Oui, c’est une enquête, plutôt un carnet de bord : on suit le regard de ce réalisateur qui joue avec nous au chat et à la souris, qui évite sans cesse de se montrer à l’écran, qui abuse de la caméra subjective pour nous mettre dedans, qui nous prend régulièrement à partie d’un ton très copain-copain. Alors ce frère, où est-il ? On s’attend à le voir surgir de derrière une paroi de ces maisons gorgées d’humidité du Cambodge où il retrouve sa trace. Max a disparu. Sur un quai de gare, il y a huit ans, laissant femme et enfants. Le mystère à élucider n’est pas le pourquoi du comment, mais où le réalisateur veut nous emmener. Un réalisateur qui brouille volontiers les pistes en jouant sur les noms : Kaze est l’anagramme de Zeka et Max le nom du personnage qu’il interprétait lui-même dans Paris (X,Y), un précédent film où il avait effectivement deux enfants. Max est né en 1960, à l’indépendance. Zeka aussi.

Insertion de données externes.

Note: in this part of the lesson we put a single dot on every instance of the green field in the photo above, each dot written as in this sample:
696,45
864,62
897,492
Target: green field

L’histoire familiale nous donne des pistes, en un puzzle finement monté, qui ne dévoile que peu à peu ses pièces. Le père réfugié sans joie à Lisbonne, nostalgique d’un monde fini, le Congo colonial, Kinshasa Palace, le nom d’un vieux cinéma. Le conflit avec le père, avec la nostalgie du père. Les musiques (congolaises mais aussi portugaises) l’évoquent tandis que les photos d’époque en sont empreintes, comme les esprits. Elles dévoilent les membres de la famille qui entrent en jeu à leur tour. Et celle, restée à Kinshasa, que chacun appelle sa mère parce qu’elle les élève tous. Deux mondes qui se sont séparés, qui s’opposent encore, dans des filiations incertaines. On éloigne une enfant pour son bien, pour la protéger des déboires de la grande histoire mais sans régler ceux de la petite, celle du lien familial, celle qui structure les individus.

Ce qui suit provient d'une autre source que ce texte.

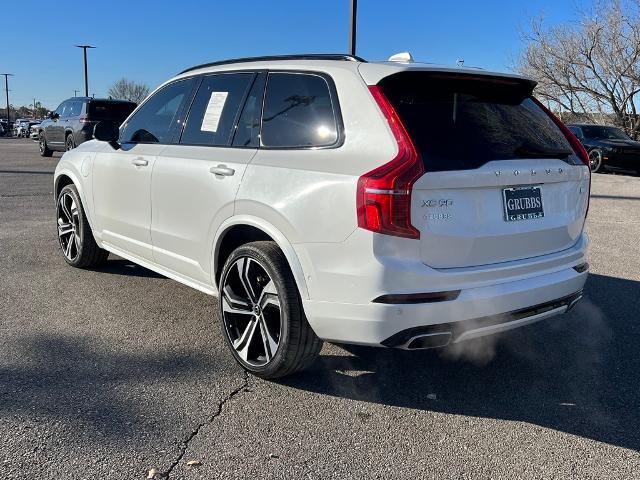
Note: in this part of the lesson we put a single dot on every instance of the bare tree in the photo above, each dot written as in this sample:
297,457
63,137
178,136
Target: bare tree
590,68
125,89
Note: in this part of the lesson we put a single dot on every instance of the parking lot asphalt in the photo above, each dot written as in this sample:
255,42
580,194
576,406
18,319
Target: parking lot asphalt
111,373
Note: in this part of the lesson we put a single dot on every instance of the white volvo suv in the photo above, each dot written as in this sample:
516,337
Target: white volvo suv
322,197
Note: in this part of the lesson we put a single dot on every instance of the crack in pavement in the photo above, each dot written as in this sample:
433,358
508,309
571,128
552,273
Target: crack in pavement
15,195
192,435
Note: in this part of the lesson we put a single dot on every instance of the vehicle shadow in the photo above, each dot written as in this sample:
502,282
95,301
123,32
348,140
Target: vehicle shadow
90,387
119,266
578,373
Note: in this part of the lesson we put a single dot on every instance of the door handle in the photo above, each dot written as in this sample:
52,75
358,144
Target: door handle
140,162
222,170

La caméra explore les peaux, scrute les photos, décèle le pleur qui monte sans s’y attarder. Elle a la discrétion nécessaire mais l’impudeur de l’enquête. Nous sommes impliqués, jamais voyeurs. L’Histoire a trahi le Congo, lynchant Lumumba. Elle a séparé la famille, elle qui avait réuni la Noire et le Blanc. Quand on se marrie, on va s’unir à l’Autre pour en faire son plus proche, et avec lui toute une descendance métissée qui va devoir gérer ces affaires de famille ! Cette famille, c’est un bout de l’Histoire du monde, et notamment de cette Afrique post-coloniale dans toutes ses migrations, dans sa difficulté à se penser ses identités. Il y a de la solitude à la clef, des préférences, des jalousies. Touchante sincérité : on se prend à aimer cette famille qui nous fait toucher du doigt notre propre complexité.

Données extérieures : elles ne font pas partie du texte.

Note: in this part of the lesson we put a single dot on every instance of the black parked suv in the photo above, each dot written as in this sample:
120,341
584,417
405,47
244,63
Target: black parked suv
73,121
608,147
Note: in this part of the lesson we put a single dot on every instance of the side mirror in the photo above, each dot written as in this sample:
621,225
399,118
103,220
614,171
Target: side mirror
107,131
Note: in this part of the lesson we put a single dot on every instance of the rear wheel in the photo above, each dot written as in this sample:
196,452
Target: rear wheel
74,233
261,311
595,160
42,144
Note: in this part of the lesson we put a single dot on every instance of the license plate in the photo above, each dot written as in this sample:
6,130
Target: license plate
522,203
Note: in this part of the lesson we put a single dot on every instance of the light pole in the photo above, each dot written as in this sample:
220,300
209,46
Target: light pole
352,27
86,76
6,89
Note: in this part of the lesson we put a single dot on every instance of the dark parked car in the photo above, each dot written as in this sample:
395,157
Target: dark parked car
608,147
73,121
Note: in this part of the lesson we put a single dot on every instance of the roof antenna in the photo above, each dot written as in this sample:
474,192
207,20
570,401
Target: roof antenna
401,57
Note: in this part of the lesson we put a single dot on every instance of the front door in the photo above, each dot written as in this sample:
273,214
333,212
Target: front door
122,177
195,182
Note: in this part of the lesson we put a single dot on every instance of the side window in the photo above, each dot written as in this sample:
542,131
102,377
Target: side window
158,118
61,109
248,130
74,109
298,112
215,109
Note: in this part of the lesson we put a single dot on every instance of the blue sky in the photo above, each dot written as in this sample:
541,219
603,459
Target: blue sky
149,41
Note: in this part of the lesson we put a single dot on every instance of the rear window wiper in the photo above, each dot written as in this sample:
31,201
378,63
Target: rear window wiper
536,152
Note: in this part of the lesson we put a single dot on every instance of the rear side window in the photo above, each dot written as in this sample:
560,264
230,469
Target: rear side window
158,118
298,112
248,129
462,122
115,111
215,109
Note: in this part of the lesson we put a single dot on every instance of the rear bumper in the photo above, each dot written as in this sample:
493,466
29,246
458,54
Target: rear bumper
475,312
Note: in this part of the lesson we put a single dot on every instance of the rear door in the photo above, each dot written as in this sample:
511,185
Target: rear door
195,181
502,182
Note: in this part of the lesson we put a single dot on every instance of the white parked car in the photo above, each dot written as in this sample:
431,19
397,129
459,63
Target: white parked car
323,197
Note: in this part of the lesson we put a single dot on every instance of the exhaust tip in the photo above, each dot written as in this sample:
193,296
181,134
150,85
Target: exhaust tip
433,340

Mais on ne rattrape pas le passé. Le temps emporte tout, comme le tsunami des actualités. Comme la mort. Ou l’absence. Seuls les objets parlent encore, et valent le détour. Une valise, un carnet rouge, un bracelet. Autant de métonymies d’un personnage absent qui en disent plus long qu’une photo, Max, le frère disparu. C’est pourtant elle qu’on montre pour le retrouver. Comme dans Rostov-Luanda, comme dans Doulaye, une saison des pluies, comme pour ceux qui ont perdu un proche dans une catastrophe, dans un 11 septembre, la photo est un avis de recherche, une aiguille dans une botte de foin mais une relation, une occasion de parler et donc une façon de rebondir, de construire un monde autre que la solitude contemporaine. « On s’est rapprochés » : une façon toute simple de dire ce qu’a permis la quête du frère, celui de qui on est le plus proche puisqu’on partage la même enfance, mais qui est aussi un Autre insaisissable, agaçant, énervant, trop proche justement, avec qui on a dû ou on doit encore se battre pour définir son autonomie. Même s’il n’est qu’une image. Mais cette image justement, c’est la crise car elle est contradictoire, dérangeante, conflictuelle.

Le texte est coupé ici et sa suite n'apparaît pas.